Menzil belirsiz, vuslata muğlâk an kalmalı.
Yer ile yeksan olmalısın arzı taşırken,
yinede, iz diye bırakıtların kütlen kadar olmalı.
Sırma saçlar önünde gergefle dolaşırken,
yol boyu demlenmelisin, zamanla durulmalı.

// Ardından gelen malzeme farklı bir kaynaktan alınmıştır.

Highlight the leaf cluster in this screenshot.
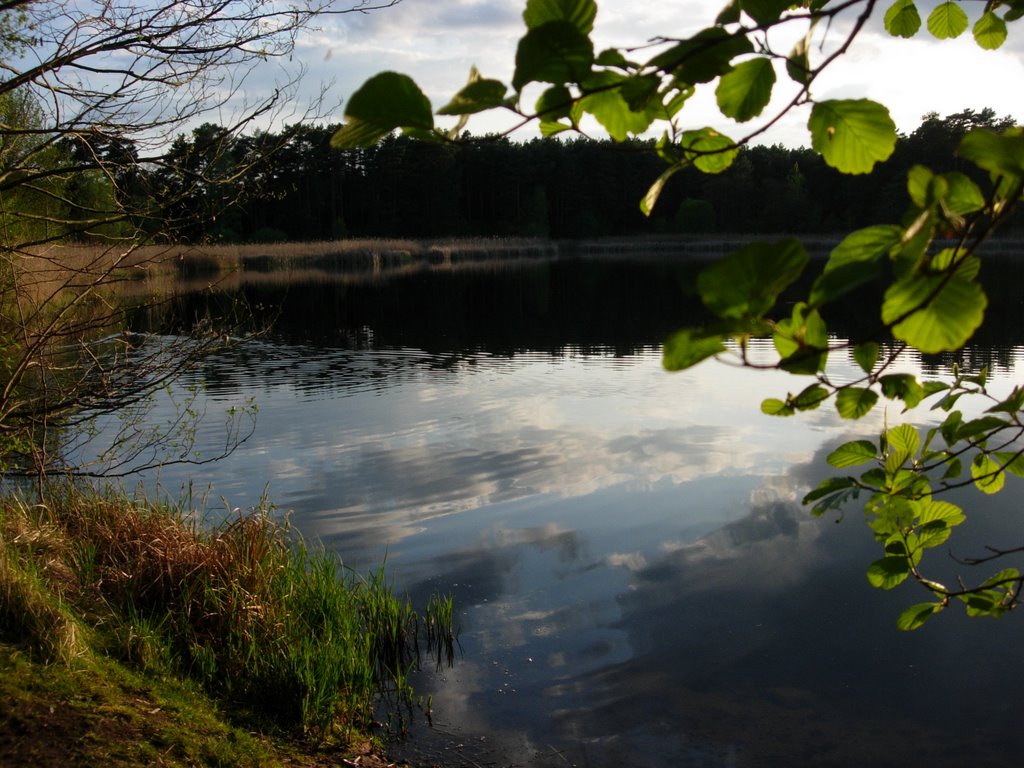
[333,0,1024,629]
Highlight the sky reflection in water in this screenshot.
[105,264,1024,766]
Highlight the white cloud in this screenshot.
[284,0,1024,145]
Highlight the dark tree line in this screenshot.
[148,110,1013,242]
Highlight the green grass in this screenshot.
[0,484,456,765]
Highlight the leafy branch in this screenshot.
[332,0,1024,629]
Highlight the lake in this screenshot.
[94,249,1024,768]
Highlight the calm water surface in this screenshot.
[101,256,1024,768]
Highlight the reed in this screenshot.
[0,485,456,739]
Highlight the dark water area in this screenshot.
[110,249,1024,768]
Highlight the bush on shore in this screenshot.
[0,484,455,761]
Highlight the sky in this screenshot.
[268,0,1024,147]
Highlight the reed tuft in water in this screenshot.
[0,485,456,739]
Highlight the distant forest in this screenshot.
[164,110,1024,243]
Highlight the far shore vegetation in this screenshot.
[0,483,457,766]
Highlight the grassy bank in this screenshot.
[0,486,454,766]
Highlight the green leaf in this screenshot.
[825,224,903,272]
[956,128,1024,180]
[896,603,943,632]
[680,128,739,173]
[910,499,967,527]
[640,164,686,216]
[538,120,572,138]
[522,0,597,35]
[985,385,1024,414]
[882,274,988,354]
[715,56,775,123]
[826,440,879,469]
[739,0,794,25]
[867,555,910,590]
[620,75,662,112]
[853,341,879,374]
[534,85,573,122]
[886,423,921,463]
[942,459,964,480]
[971,454,1007,495]
[580,72,653,141]
[662,329,725,371]
[836,387,879,419]
[942,171,985,216]
[331,72,434,147]
[512,22,594,91]
[772,302,828,374]
[648,27,754,85]
[437,78,508,115]
[928,0,968,40]
[885,0,921,38]
[807,99,896,174]
[807,261,886,307]
[697,239,808,318]
[594,48,636,70]
[906,165,935,208]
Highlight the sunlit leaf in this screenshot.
[882,275,988,353]
[896,603,943,632]
[928,0,968,40]
[971,454,1007,494]
[620,75,662,112]
[867,555,910,590]
[825,224,903,271]
[942,459,964,480]
[640,164,686,216]
[715,57,775,123]
[512,22,594,91]
[437,78,508,115]
[522,0,597,35]
[836,387,879,419]
[885,0,921,37]
[772,302,828,374]
[826,440,879,469]
[807,99,896,174]
[331,72,434,147]
[910,499,967,526]
[697,239,807,318]
[580,72,653,141]
[538,120,572,137]
[535,85,572,122]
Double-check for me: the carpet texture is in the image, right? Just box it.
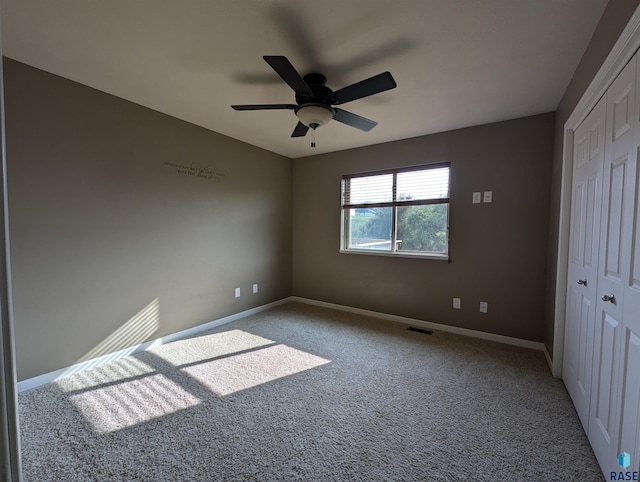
[19,303,604,482]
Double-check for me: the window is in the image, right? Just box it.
[340,162,449,259]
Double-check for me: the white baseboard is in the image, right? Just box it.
[291,296,550,350]
[18,298,291,392]
[18,296,553,392]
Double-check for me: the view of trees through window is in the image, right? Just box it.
[343,165,449,254]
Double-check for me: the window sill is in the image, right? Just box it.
[340,249,449,261]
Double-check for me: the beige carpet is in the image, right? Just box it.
[20,303,604,482]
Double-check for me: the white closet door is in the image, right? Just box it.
[562,97,606,432]
[617,53,640,471]
[588,57,636,474]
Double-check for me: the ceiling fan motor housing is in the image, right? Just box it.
[296,73,339,107]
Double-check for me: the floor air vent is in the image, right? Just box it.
[407,326,433,335]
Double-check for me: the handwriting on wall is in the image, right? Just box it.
[164,162,224,182]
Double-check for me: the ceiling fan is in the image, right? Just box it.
[231,55,396,143]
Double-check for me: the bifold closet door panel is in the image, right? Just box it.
[562,97,606,431]
[588,53,637,473]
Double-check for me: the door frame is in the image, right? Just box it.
[552,6,640,378]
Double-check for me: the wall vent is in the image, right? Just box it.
[407,326,433,335]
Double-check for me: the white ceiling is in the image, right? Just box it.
[1,0,607,158]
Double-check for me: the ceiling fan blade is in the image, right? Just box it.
[262,55,313,99]
[333,107,378,132]
[291,121,309,137]
[334,72,397,104]
[231,104,297,110]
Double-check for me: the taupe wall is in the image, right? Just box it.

Zifir ve soğuk olmalı muhit.
Kara taşın üstünde kara karınca,
görünmezliğin de aramalısın.
Kalbin sürtünmeli arz’a, kanamalısın.
Bulmak için her dokunuşun
tuz gibi değmeli yaraya.
Sen kaçmalısın, o gelmeli üstüne
Sen uzansan, o çaban aldatan olmalı
şavk-ı değmeli baktığın her yere.
Leyl olmalı, şems doğmalı
lakin; sen anda yitmelisin.
Ölü gözleri dengi bakışların donup kalmalı.
Ana hira, aga destek, bacı candan
Baba çınar gövdesi, dost tetikte nehir,
Serzenişler harmanı heyula şehir.
Zulası gebedir, bir bunaltır bir huzur verir.
Kavruldukça kavrul içtiğin deniz, kanamazsın ondan
Dillerde dua yağmur gibi mümbit bir yandan
Arzular sırnaşıp nefsinde dolanırken,
ellerin kayarda ağır gelir cüssen.
Mecalin yekinirken dizler dermansız.
Acınası hallerde, pejmürde deli
uygunsuz mahallerde görülmelisin.
Yar zannetmelisin merhametli her eli.
"İnfialsiz olmalı aşk,
kuştüyü taşır gibi taşımalısın sinede
yol boyu". Demiştin, tamamda
değil mi ki, sonra gölgesi de olmamalı.
Sükuti bir tebessümde eriyip kaybolmalısın.
Yol boyu devşirdiklerin aşk ise, meri hakta.